Accelerating TensorFlow 1.7 With TensorRT 3.0.4 Using The 18.05 Container

These release notes are for accelerating TensorFlow 1.7 with TensorRT version 3.0.4 using the TensorFlow 18.05 container. For specific details about TensorRT, see the TensorRT 3.0.4 Release Notes.
Attention: Support for accelerating TensorFlow with TensorRT 3.x will be removed in a future release (likely TensorFlow 1.13). The generated plan files are not portable across platforms or TensorRT versions. Plans are specific to the exact GPU model they were built on (in addition to platforms and the TensorRT version) and must be retargeted to the specific GPU in case you want to run them on a different GPU. Therefore, models that were accelerated using TensorRT 3.x will no longer run. If you have a production model that was accelerated with TensorRT 3.x, you will need to convert your model with TensorRT 4.x or later again.

For more information, see the Note in Serializing A Model In C++ or Serializing A Model In Python.

Key Features and Enhancements

This release includes the following key features and enhancements.
  • TensorRT backend accelerates inference performance for frozen TensorFlow models.

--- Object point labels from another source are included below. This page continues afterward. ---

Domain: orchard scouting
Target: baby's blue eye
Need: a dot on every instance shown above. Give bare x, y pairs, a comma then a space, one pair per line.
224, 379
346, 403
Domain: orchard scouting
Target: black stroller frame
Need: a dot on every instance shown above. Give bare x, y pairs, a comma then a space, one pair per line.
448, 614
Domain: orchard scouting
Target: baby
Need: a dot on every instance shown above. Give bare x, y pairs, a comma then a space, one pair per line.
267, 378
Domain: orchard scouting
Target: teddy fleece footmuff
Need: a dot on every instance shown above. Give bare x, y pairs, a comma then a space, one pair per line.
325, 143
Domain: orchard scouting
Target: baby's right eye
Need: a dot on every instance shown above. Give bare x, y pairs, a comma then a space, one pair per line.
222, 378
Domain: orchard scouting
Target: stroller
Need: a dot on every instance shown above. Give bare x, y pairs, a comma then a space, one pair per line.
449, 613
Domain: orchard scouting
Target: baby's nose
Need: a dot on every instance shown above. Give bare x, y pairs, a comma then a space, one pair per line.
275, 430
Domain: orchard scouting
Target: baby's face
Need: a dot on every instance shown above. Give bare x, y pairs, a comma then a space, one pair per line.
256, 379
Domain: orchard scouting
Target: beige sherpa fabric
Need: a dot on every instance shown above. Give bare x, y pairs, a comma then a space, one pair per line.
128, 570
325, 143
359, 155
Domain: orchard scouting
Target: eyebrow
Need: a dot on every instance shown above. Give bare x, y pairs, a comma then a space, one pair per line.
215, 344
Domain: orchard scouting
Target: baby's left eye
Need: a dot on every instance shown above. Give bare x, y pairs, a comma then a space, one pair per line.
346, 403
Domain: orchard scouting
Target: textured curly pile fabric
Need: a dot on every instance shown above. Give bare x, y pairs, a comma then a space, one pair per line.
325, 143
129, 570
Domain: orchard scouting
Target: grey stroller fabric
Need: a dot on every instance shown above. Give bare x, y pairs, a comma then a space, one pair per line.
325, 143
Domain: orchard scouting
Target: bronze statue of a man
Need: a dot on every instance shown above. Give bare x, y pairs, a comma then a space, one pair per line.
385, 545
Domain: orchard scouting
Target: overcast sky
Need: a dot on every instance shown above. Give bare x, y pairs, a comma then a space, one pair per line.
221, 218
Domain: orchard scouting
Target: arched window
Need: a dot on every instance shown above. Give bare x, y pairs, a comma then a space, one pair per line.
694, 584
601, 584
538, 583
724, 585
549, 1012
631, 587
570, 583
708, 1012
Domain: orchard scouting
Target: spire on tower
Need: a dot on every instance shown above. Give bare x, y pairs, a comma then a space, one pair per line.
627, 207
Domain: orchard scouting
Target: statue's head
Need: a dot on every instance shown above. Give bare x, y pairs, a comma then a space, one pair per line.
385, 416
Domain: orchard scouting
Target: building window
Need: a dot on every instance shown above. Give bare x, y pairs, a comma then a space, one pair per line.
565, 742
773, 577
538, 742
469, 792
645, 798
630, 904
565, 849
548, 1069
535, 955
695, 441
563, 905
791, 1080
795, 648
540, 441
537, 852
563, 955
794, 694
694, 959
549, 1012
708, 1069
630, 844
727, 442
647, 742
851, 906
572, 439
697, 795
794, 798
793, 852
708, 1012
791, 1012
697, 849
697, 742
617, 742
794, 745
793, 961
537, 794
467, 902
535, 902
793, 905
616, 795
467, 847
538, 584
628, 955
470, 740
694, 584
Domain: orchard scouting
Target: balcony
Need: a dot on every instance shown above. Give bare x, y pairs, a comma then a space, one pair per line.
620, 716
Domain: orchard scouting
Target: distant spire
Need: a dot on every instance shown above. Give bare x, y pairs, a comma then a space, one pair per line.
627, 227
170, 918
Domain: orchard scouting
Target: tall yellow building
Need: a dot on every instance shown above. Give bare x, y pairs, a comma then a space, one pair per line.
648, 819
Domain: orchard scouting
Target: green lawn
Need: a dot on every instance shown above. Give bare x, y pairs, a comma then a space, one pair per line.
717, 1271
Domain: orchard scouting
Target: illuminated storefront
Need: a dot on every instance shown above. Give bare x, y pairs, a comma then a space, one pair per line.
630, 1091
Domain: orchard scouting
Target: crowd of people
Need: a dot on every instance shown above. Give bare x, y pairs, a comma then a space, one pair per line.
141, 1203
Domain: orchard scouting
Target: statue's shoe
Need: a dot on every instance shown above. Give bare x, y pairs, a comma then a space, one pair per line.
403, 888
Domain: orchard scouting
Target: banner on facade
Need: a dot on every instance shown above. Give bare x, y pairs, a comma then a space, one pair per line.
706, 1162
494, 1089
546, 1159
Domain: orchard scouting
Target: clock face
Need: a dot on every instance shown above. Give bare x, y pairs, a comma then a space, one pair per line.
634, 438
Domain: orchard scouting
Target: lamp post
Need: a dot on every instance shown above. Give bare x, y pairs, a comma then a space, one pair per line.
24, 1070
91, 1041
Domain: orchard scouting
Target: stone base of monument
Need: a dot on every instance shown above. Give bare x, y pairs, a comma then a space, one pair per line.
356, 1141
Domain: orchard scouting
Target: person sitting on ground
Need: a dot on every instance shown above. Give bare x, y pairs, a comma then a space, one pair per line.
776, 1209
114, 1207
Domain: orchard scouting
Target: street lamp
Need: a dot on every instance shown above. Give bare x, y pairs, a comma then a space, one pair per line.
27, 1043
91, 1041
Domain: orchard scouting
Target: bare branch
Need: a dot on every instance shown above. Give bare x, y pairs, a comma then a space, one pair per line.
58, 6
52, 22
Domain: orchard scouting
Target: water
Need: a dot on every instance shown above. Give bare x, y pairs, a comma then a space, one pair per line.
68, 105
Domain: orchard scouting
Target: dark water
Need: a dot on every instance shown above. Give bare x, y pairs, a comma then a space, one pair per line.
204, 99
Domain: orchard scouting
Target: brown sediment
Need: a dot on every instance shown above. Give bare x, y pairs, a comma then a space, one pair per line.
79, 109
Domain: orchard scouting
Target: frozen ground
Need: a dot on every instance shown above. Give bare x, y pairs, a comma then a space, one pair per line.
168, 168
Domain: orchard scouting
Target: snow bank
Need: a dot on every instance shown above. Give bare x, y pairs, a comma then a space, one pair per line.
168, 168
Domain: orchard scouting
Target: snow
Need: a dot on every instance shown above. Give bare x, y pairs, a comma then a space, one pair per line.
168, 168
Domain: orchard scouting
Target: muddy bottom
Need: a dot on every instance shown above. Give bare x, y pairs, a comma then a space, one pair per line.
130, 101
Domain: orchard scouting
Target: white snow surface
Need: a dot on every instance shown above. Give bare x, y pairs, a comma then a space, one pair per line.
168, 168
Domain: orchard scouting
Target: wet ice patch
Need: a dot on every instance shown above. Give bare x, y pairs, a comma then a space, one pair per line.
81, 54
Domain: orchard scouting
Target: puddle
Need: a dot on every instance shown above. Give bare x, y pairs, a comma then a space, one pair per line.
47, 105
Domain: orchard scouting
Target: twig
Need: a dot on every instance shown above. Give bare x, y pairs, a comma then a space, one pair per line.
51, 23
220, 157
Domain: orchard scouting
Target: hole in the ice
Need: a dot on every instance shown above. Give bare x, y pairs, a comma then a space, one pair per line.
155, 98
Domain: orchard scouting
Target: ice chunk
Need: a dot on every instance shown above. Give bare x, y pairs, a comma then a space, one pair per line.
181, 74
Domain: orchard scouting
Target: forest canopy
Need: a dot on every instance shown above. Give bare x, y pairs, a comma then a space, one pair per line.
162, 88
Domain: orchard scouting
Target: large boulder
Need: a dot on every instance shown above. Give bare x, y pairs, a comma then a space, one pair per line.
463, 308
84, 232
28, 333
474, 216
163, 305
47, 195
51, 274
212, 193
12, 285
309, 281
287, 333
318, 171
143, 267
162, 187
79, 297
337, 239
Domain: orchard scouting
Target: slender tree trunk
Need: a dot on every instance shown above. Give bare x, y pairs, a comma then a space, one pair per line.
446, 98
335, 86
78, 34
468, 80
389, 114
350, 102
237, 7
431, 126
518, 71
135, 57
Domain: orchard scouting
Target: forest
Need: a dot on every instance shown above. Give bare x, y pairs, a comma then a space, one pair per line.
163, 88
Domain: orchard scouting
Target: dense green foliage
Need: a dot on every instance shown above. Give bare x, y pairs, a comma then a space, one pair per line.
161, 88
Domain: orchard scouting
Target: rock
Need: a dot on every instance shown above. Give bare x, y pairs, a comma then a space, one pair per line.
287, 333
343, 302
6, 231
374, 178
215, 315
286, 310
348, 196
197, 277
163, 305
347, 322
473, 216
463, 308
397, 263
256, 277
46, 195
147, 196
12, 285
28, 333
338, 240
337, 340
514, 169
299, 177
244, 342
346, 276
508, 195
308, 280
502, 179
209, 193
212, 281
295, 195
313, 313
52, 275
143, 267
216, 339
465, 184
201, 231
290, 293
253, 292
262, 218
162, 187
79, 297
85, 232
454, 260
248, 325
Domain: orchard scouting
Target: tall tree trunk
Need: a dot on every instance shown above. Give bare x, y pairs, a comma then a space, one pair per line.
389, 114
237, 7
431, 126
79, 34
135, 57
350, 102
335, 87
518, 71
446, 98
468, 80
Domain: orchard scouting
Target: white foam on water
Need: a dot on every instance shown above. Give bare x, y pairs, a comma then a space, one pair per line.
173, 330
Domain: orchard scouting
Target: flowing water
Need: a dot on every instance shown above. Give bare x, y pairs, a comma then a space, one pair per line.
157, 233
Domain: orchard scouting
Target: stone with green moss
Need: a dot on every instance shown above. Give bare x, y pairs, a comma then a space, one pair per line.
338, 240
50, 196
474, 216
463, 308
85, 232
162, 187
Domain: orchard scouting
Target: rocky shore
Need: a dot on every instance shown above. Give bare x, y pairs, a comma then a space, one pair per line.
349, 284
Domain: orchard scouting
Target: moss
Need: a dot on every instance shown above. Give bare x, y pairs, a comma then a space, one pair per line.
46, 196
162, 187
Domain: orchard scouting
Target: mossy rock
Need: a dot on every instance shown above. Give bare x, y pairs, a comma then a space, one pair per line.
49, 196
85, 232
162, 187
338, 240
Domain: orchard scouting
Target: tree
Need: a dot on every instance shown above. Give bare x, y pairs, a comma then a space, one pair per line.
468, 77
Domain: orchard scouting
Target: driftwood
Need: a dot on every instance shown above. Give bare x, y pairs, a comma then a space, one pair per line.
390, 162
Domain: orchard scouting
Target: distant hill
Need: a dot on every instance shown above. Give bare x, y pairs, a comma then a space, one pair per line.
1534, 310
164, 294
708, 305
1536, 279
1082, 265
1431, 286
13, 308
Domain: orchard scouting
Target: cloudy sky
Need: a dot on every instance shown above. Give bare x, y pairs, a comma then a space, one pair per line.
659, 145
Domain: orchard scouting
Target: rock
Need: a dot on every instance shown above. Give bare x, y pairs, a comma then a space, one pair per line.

  • Automatic segmenter that recognizes TensorRT compatible subgraphs and converts them into TensorRT engines. TensorRT engines are wrapped with TensorFlow custom ops that moves the execution of the subgraph to TensorRT backend for optimized performance, while fall back to TensorFlow for non-TensorRT compatible ops.

  • Supported networks are slim classification networks including ResNet, VGG, and Inception.

  • Mixed precision and quantization are supported.

Compatibility

Limitations Of Accelerating TensorFlow With TensorRT

There are some limitations you may experience after accelerating TensorFlow 1.7 with TensorRT 3.0.4, such as:
  • Conversion relies on static shape inference, where the frozen graph should provide explicit dimension on all ranks other than the first batch dimension.

  • Batchsize for converted TensorRT engines are fixed at conversion time. Inference can only run with batchsize smaller than the specified number.

  • Current supported models are limited to CNNs. Object detection models and RNNs are not yet supported.

  • Resource management is not integrated, therefore, ensure you limit the memory claimed by TensorFlow in order for TensorRT to acquire the necessary resource. To limit the memory, use setting per_process_gpu_memory_fraction to < 1.0 and pass it to session creation, for example:
    gpu_options = tf.GPUOptions(per_process_gpu_memory_fraction=0.333) sess = tf.Session(config=tf.ConfigProto(gpu_options=gpu_options))

Known Issues

  • The TensorRT engine only accepts input tensor with rank == 4..